Producers to get look at on-farm corn research plots

Producers to get look at on-farm corn research plots

K-State researchers will demonstrate how they work with producers to design on-farm tests

Producers and agronomists interested in doing an on-farm research test on their own farms will get a chance to learn more about research projects work on Monday.

That’s when K-State Research and Extension will host a tour of farms in Saline County to view on-farm research plots and dryland corn plots.

RESEARCH EXPLAINED: Kansas State University researchers will be explaining the ins and outs of on-farm research during tours of two farms on Monday.

The producers on the tour have participated in K-State’s new on-farm testing program conducted by K-State’s Ignacio Ciampitti, crop production and cropping systems specialist; Stewart Duncan, northeast area extension agronomist; and county extension personnel such as Tom Maxwell, Central District crop production agent, and others. Ciampitti, Duncan, and Maxwell, along with K-State extension entomologist, Jeff Whitworth, will speak at the four locations.

 “On this tour, we will be demonstrating how we work with producers to help them design an on-farm test of plant populations, hybrids or varieties, nutrient rates or other variables. And we’ll talk about how we analyze the results after harvest for the producers,” Ciampitti said.

 Local extension agents are an integral part of the on-farm testing program, he said. The agents work closely with producers, extension area agronomists and state specialists.

 “I’m here to help ensure each of the on-farm tests is matched to what the individual producer wants. My goal is to get practical information on farming practices that our producers use, and to make sure the results are in a user-friendly format and available to anyone who is interested,” Maxwell said.

“The tour on July 27 will visit the farms and research plots we’ve set up in Saline County this year.

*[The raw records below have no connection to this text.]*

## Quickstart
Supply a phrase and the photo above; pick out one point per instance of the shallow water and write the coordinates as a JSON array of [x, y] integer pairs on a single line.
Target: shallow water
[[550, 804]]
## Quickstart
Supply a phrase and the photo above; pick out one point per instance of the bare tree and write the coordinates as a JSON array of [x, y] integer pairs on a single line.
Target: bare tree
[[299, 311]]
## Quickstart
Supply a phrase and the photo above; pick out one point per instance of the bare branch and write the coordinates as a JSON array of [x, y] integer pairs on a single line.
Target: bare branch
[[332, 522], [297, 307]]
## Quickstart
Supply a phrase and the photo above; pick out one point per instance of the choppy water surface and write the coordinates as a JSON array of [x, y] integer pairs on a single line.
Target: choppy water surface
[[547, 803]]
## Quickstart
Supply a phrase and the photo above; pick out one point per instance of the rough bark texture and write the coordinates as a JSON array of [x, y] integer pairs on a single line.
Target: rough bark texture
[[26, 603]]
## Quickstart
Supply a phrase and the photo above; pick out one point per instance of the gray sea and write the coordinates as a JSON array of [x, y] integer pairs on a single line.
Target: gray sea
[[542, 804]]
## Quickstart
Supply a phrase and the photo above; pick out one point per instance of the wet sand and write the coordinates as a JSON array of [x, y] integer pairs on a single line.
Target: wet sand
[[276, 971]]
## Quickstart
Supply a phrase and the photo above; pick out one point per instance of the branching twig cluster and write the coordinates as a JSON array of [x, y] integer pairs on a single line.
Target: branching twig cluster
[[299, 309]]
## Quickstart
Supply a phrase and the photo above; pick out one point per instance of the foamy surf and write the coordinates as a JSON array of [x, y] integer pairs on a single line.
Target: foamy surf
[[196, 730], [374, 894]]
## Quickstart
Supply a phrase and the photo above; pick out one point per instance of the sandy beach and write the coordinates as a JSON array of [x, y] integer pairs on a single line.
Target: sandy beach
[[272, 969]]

The producers involved will be available to explain the program and talk about how it has been working for them,” he added.

The focus of the tour stops will be to highlight the on-farm research plots at each farm evaluating corn seeding rates and twin row versus 30-inch row corn. A discussion at each stop will include dryland corn production and management practices, including seeding rates, and insect control.

 Tour times and places:

8 a.m. at the Paul and Robert Karber Farm, located 4 miles south of Gypsum on Gypsum Valley Rd., 1 mile west on Hobbs Creek Rd., then 1/4 mile south on Kipp Rd. An on-farm research plot featuring corn seeding rates of 18,000, 22,000 and 26,000 seeds per acre will be discussed.

 9 a.m. at the Dwight Conley farm, located half mile south of Gypsum on Gypsum Valley Rd. An on-farm research plot comparing twin row corn vs. 30-inch row corn at five different seeding rates will be discussed.